私は、当時22歳でした。
やさしい男性と出会い、結婚し、神様から新しい命を授かりました。
その日から私の生活は変わりました。
大好きだったお酒もやめました。
たばこも吸いません。
好き嫌いをしないように食事にも気をつけました。
お腹の中の小さな命が、元気に育ってほしい。
その思いだけで、十月十日を過ごしたのです。
そして、かわいい女の子が生まれました。
私は涙が止まりませんでした。
そのとき、お腹の中で赤ちゃんを守り続けていたのが「胎盤」。
そして、その胎盤の中で命を支えていたのが「プラセンタ」だったのです。
私は、その時代に生まれたプラセンタを、親しみを込めて「プラおばあちゃん」と呼んでいます。
もちろん、当時はほとんどの人が知りませんでした。
赤ちゃんを育て終えた胎盤から、プラセンタ成分が取り出され、美容や健康に役立てられていたことを。
プラおばあちゃんは人気者でした。
「肌の調子がいい。」
「元気になった。」
そんな声が少しずつ広がり、多くの女性に愛される存在になっていったのです。
何年活躍したのでしょう。
長い年月、たくさんの人を支えてきました。
プラセンタおばあちゃんとの別れ
ところが、ある日突然、お役所から知らせが届きます。
「これからは使用できません。
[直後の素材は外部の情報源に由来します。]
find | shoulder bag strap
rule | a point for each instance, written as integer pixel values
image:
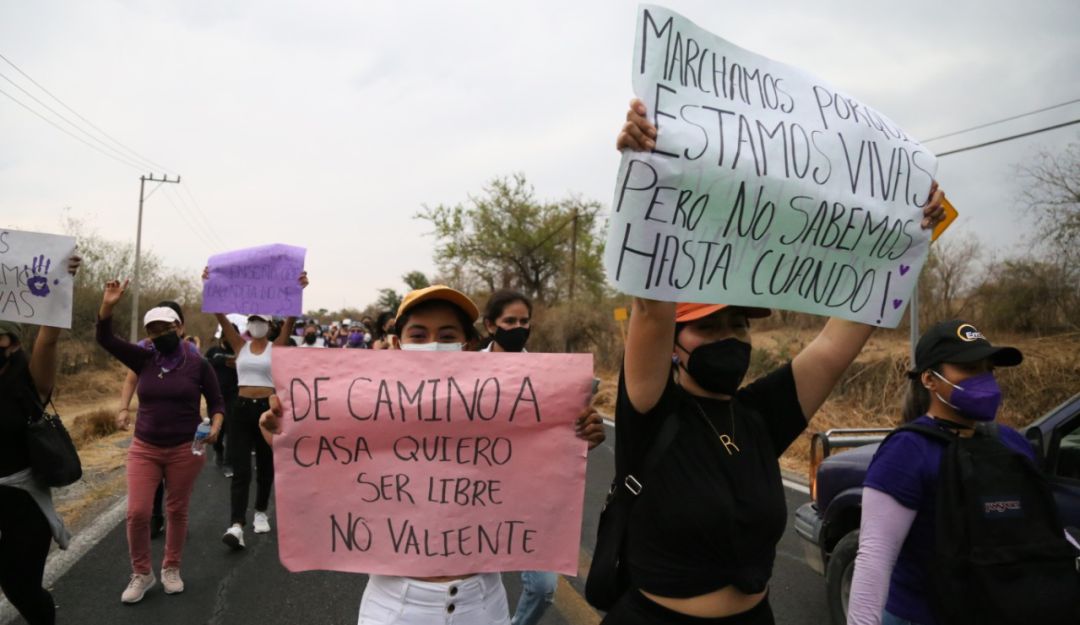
(633, 483)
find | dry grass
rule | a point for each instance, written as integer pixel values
(92, 425)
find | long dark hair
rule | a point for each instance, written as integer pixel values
(500, 299)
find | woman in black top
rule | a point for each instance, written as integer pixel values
(26, 525)
(703, 531)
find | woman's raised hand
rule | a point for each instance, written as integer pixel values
(113, 293)
(933, 212)
(590, 426)
(637, 134)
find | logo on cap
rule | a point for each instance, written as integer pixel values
(969, 334)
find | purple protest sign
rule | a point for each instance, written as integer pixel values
(258, 280)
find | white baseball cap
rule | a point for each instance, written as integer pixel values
(161, 314)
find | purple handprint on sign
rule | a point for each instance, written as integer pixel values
(39, 283)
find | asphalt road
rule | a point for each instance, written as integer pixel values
(252, 587)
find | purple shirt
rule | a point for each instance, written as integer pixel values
(169, 389)
(905, 467)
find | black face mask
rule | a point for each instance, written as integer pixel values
(512, 340)
(718, 367)
(166, 343)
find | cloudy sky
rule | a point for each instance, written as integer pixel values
(329, 124)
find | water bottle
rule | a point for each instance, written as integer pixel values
(198, 446)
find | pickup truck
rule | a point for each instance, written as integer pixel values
(828, 524)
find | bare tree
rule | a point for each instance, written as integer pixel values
(1052, 194)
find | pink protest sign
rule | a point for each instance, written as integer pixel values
(257, 280)
(430, 463)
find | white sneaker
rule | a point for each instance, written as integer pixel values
(261, 522)
(137, 587)
(234, 538)
(171, 581)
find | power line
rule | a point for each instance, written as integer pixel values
(76, 137)
(186, 212)
(199, 235)
(201, 214)
(69, 122)
(1001, 121)
(1003, 139)
(76, 113)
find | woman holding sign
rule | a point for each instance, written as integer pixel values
(255, 388)
(171, 380)
(28, 522)
(437, 318)
(704, 528)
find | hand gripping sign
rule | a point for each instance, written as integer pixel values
(428, 464)
(768, 187)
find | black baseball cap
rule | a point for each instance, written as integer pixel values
(958, 341)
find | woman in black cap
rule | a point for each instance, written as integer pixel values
(953, 388)
(28, 521)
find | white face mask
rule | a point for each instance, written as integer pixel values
(258, 329)
(432, 347)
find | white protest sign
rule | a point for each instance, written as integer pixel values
(35, 284)
(768, 187)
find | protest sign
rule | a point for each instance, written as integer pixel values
(767, 187)
(258, 280)
(35, 284)
(432, 463)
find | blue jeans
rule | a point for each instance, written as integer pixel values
(538, 592)
(890, 619)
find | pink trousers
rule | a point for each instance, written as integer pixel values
(147, 465)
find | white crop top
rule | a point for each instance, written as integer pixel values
(254, 369)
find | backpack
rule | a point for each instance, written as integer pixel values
(1000, 554)
(608, 573)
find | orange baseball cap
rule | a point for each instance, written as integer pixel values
(443, 293)
(690, 312)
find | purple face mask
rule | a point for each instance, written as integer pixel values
(977, 398)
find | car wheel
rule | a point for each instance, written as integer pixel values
(838, 574)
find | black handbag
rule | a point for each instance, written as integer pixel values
(53, 458)
(608, 573)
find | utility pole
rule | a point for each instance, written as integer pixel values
(574, 252)
(138, 244)
(913, 308)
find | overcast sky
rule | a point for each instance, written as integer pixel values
(329, 124)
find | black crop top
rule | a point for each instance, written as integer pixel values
(713, 511)
(16, 405)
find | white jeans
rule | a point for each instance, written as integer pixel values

」
法律と安全性の見直しにより、人由来プラセンタは新たに化粧品原料として使えなくなったのです。
プラおばあちゃんは驚きました。
「まだまだ働けるのに……。」
それでも時代には逆らえませんでした。
静かに第一線を退いたのです。
モーモーお父さんの挑戦
その後を引き継いだのが、モーモーお父さん。
牛の胎盤から生まれたプラセンタです。
力強く、頼もしい存在でした。
「今度は私に任せてください。」
その言葉どおり、多くの人の期待を背負い、一生懸命働き続けました。
ところが、また時代は大きく動きます。
世界中を震撼させた狂牛病の問題です。
安全性への不安が広がり、牛由来プラセンタも使用が難しくなってしまいました。
モーモーお父さんは肩を落としました。
「せっかく受け継いだのに……。」
プラお母さんへ受け継がれた命
その知らせを聞いたプラおばあちゃんは、お役所へ向かいました。
「お願いです。」
「この子だけは働かせてあげてください。」
けれど、その願いは届きませんでした。
門は閉ざされたままでした。
その年、92歳になったプラおばあちゃんは、静かに眠りにつきました。
けれど、プラセンタの物語は終わりません。
その志を受け継ぐ者が現れたのです。
ブーブーお母さん。
豚の胎盤から生まれた新しいプラセンタでした。
ブーブーお母さんは、空を見上げながら静かにつぶやきました。
「おばあちゃん、お父さん。」
「今度は私が頑張る。」
そう言って、前を向いて歩き始めました。
プラセンタの歴史は、また新しい時代へと動き始めたのです。
ブーブーお母さんは休む暇もありませんでした。
女性たちは、いつまでも若々しく、美しくありたいと願っていました。
「もっと肌にうるおいを。」
「もっとハリがほしい。」
「年齢に負けたくない。」
そんなたくさんの願いを胸に、ブーブーお母さんは毎日走り続けました。
しかし、その願いは年々大きくなっていったのです。